Top-up fees won't mean more cash, say dons
Dons at Cambridge are urging a rethink of the university’s bursary scheme after calculating that it could end up absorbing almost all its income from top-up fees. Cambridge has led the way in anticipating higher fees by drawing up plans for the poorest students to receive annual grants of £4,000. But critics of the plan, led by Gillian Evans, a Cambridge professor of medieval history and former member of the university’s governing council, argue that it is self-defeating if dons succeed in attracting more of these students if the cost of the bursaries wipes out the extra income from fees.
( Times )
Universities 'conned' by Brown
The cost of the government's scheme for variable tuition fees will have to come out of the existing higher education budget, it emerged yesterday, raising fears that universities will get no extra cash. The Tories seized on an admission by Charles Clarke, the education secretary, that he has not secured extra funds from the Treasury as evidence that universities have been "conned" into backing the proposal.
( Daily Telegraph )
Two more Labour MPs join the rebel camp
Tony Blair hinted yesterday that he might resign as prime minister if he loses the crucial Commons vote on university top-up fees this month. He used his monthly press conference at Downing Street to increase the pressure on the rebel Labour MPs who are threatening to inflict a humiliating defeat on the higher education bill. But Mr Blair suffered a setback when two more Labour MPs - Mohammed Sarwar and Andy Reed - joined the rebels by signing a Commons motion urging the government to think again. This took the number of Labour signatories to 159, despite several "switchers" removing their names.
( Independent )
Concessions win over key Labour rebel
The cracks in the Labour revolt on top-up fees widened last night when a key rebel said that he would "almost certainly" now back the government. Alan Whitehead, a former minister, co-authored an influential paper putting the case for flat-rate fees that put him in the forefront of backbench opposition to variable tuition charges. His fellow author, Peter Bradley, MP for The Wrekin, said that ministers could not yet count on his support.
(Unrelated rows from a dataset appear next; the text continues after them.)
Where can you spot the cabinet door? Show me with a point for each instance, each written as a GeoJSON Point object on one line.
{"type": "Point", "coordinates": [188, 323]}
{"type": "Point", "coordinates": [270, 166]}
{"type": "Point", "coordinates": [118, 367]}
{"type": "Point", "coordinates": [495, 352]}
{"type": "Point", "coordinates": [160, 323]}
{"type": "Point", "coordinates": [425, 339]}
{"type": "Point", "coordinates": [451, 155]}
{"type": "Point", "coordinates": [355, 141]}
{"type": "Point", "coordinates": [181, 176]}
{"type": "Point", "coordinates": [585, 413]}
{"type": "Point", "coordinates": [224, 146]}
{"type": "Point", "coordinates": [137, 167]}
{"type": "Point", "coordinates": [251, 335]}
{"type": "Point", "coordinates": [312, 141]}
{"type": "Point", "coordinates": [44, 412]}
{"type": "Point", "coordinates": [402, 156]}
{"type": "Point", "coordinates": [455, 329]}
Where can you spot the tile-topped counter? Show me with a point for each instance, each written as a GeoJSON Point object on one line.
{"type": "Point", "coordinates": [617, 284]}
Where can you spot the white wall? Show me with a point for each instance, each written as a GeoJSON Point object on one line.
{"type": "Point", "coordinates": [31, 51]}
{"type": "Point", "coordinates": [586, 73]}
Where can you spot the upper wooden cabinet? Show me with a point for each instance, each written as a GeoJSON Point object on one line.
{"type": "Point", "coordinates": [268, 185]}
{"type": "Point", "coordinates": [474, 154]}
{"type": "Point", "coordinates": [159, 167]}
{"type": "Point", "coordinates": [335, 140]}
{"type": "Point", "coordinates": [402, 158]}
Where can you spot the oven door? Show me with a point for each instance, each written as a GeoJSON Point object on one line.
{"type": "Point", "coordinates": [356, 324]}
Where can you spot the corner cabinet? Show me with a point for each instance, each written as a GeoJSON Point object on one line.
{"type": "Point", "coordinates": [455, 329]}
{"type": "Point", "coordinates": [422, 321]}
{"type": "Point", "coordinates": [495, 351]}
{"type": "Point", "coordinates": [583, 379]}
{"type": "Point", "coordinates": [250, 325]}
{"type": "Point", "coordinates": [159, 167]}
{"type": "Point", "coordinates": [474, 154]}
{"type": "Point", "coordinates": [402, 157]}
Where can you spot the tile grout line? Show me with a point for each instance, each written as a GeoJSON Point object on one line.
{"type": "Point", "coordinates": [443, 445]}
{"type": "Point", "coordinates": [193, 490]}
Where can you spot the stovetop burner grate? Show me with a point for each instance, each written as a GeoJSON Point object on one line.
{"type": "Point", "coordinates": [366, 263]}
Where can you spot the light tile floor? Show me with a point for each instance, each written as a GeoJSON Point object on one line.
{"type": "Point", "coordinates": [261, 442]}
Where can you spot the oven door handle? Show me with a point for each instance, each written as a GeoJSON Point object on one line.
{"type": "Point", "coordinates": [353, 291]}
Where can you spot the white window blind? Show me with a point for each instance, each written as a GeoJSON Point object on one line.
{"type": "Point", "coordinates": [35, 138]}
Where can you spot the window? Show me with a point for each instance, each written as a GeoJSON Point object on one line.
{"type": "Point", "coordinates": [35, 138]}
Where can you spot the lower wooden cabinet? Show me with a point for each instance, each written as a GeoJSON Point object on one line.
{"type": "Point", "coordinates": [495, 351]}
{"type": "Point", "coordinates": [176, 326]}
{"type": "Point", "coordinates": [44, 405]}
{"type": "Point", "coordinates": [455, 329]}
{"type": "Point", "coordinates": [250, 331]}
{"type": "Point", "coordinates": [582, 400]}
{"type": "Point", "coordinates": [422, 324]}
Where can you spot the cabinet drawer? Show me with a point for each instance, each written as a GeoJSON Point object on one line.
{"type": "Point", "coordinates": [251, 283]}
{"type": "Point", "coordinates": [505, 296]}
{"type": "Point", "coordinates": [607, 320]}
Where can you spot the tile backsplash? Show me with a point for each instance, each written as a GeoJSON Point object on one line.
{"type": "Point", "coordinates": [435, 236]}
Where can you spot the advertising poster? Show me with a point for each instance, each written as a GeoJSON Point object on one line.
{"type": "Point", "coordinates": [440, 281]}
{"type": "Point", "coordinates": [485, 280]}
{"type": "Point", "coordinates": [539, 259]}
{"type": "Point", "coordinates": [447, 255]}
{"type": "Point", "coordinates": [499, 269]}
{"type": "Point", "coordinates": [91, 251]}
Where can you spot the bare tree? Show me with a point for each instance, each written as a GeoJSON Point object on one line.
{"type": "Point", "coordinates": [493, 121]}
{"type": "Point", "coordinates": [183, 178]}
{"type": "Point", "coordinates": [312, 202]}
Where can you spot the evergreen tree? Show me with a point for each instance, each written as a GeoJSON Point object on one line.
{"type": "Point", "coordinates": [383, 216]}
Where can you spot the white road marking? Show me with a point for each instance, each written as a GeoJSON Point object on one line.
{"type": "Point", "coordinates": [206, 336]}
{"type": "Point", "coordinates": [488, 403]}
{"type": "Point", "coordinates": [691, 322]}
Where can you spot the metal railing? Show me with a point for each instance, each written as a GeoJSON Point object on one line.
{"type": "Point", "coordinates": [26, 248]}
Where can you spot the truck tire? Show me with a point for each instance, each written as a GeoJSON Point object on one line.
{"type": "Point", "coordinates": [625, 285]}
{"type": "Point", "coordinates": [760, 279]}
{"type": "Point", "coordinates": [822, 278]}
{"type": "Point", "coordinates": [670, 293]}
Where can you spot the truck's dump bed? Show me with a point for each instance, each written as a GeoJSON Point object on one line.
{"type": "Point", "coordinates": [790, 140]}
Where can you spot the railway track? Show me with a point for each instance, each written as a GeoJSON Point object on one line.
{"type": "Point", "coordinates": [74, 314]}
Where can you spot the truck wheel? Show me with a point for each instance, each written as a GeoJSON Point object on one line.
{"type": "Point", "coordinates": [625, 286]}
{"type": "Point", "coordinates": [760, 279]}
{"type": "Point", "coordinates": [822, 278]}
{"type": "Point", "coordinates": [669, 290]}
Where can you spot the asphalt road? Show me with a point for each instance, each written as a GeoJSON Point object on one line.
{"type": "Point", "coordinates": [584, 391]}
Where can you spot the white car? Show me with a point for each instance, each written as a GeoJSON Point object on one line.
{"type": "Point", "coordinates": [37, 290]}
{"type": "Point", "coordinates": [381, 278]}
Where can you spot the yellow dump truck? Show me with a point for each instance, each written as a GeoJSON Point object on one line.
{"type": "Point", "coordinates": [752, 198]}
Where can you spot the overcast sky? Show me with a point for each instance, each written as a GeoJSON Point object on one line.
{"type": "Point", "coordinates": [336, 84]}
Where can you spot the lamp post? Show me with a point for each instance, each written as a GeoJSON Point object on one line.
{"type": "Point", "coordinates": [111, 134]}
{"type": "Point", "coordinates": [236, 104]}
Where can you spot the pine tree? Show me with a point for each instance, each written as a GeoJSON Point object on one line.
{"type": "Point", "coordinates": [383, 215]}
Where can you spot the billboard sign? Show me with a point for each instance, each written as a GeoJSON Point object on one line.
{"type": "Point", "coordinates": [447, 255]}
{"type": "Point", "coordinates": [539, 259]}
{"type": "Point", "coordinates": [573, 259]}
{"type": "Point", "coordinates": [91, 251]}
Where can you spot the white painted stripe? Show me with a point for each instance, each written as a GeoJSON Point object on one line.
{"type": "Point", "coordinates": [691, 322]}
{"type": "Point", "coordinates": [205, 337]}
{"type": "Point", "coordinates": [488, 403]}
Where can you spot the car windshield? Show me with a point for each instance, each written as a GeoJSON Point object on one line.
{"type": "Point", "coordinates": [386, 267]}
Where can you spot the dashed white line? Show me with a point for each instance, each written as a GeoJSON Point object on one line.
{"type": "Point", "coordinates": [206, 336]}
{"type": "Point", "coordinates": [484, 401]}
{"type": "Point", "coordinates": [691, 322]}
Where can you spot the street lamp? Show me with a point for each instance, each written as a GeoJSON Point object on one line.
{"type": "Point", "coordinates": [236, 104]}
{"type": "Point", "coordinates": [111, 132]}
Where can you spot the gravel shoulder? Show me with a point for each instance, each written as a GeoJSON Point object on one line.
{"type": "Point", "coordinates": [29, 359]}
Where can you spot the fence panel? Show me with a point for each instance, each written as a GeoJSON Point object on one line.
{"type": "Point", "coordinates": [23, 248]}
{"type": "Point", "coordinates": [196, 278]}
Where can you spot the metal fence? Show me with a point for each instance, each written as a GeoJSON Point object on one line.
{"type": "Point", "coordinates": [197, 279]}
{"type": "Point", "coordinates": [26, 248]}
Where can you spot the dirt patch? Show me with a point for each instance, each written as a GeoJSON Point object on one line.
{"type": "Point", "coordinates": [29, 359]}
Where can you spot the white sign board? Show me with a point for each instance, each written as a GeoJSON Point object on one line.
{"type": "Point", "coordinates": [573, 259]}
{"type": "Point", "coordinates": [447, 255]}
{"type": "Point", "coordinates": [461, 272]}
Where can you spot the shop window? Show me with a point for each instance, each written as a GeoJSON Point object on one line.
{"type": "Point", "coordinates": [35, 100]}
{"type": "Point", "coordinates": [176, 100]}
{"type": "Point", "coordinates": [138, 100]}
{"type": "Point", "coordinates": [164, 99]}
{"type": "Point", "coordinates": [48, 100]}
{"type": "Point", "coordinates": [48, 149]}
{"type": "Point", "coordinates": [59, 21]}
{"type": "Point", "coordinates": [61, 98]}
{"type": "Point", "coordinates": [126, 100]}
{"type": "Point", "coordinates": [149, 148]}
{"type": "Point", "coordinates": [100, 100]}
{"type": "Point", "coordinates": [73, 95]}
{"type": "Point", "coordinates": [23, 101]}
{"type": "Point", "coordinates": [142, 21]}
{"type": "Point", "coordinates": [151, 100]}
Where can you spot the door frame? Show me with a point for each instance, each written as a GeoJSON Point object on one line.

Tony Clarke, MP for Northampton South, has also decided to vote for the bill.
( Times )
Blair says he is winning over fee rebels
Tony Blair declared yesterday that he was beginning to win the argument with Labour rebels over his plans to allow universities to levy variable tuition fees, but admitted "the battle is still there to win". The prime minister used his monthly press conference in Downing Street to spell out how backbenchers were being won round to the merits of the scheme. "The more the argument has gone on, the more people have seen this is a bold reform, yes, but an important one and a right one." ( Financial Times )
Has Blair fixed the fees debate?
Tony Blair was suspected of a desperate political 'fix' last night after it was revealed that the report of the Hutton inquiry will be published the day after the make-or-break vote on university top-up fees. Speculation swept Westminster that the prime minister is deliberately using the threat of impending publication of the report to try to quell his backbench mutiny.
( Daily Mail )
Blair's top-up timing is nice and queasy
The week has gone well for Tony Blair. He is still not certain of winning the critical vote on university tuition fees on January . And by staging that vote just one day before the Hutton inquiry verdict he has created a clash to make even the most robust cabinet minister a tad queasy. But the battle over the tuition fee bill has begun to go his way this week for two reasons. First, the prime minister finally put booster rockets on the argument for his flagship reform of universities. And second, the backbench rebellion against the bill began to appear increasingly like a plot against Mr Blair himself.
( Financial Times )
£3m for Frankenstein draft
The Bodleian Library in Oxford has been given £3 million to buy a collection of Mary Shelley’s manuscripts, including the original draft of Frankenstein. The money, from the National Heritage Memorial Fund, is the largest gift that the library has received for a single purchase.